The last segment of the file name is the date of the data in the file (mmddyyyy). The create date for these files is always a day later than indicated in the file name.

What I would like to do is to have more control over the 'range' of files that are looped through by using the date portion of the file name to define what group of files should be looped through. Ideally, I would like to have a 'StartDate' variable and an 'EndDate' variable that I could define at run time for the package, and the package would loop through all of the files where the date portion of the file name fell between 'StartDate' and 'EndDate'.

Any ideas on this?

Thank you for your help!

cdun2

Cdun2,

This is an alternative approach to the issue of processing only the files that are within a start/end date range. It uses Expression and precedence constraints:

http://rafael-salas.blogspot.com/2007/02/ssis-loop-through-files-in-date-range.html

BTW,

Just to save extra work down the road; i would recomment to import all the columns of the files from the begining.

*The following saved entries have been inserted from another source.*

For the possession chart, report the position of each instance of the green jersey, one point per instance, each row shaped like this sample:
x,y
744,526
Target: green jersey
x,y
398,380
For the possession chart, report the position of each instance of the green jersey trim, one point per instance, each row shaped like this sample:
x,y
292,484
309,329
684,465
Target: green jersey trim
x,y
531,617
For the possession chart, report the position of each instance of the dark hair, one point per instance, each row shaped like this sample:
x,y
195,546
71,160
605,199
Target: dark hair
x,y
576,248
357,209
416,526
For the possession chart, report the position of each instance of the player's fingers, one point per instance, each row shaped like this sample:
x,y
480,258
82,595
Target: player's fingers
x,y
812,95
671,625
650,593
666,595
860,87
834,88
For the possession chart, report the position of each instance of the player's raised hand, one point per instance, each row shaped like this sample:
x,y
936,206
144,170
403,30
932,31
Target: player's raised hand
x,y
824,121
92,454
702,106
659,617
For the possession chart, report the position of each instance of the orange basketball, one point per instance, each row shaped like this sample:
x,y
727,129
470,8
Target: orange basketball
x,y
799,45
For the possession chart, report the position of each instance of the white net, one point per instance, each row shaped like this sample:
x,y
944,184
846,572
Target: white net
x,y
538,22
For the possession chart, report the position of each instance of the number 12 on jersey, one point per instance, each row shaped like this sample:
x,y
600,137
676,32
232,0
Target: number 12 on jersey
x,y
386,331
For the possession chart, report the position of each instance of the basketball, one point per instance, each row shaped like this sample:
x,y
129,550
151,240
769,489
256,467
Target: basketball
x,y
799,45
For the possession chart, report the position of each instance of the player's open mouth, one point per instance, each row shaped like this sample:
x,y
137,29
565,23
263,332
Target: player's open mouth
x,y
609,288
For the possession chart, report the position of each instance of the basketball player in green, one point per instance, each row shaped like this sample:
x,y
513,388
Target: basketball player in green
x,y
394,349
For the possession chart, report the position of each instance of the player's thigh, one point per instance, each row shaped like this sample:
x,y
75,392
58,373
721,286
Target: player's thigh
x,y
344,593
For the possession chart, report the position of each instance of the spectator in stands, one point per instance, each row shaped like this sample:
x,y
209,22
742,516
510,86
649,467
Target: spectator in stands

|||Thanks again for your input. I'll dig a little deeper into this next week. As far as bringing in all of the columns of data, the attempt is to aggregate so that we can meet a reporting need, and reduce the number of rows of data that we need to store. Its a resource/performance issue for us. I can't bring in any more than I need.|||

cdun2 wrote:

I can't bring in any more than I need.

But you can. To Rafael's point, you can at least have ALL of the flat file columns mapped in the connection manager. You don't have to do anything with them in the data flow, but at least they are there if you need to pick them up later; you won't have to redefine the connection manager.|||

Phil Brammer wrote:

cdun2 wrote:

I can't bring in any more than I need.

But you can. To Rafael's point, you can at least have ALL of the flat file columns mapped in the connection manager. You don't have to do anything with them in the data flow, but at least they are there if you need to pick them up later; you won't have to redefine the connection manager.

Yes, that makes sense. Thanks again.

|||

I took a look at the example here; http://rafael-salas.blogspot.com/2007/02/ssis-loop-through-files-in-date-range.html

Thank you for providing this example. I am having a difficult time making the bridge between the precendent constraint, and the Data Flow Task where the content of the qualifying flat files are inserted into the SQL Server table.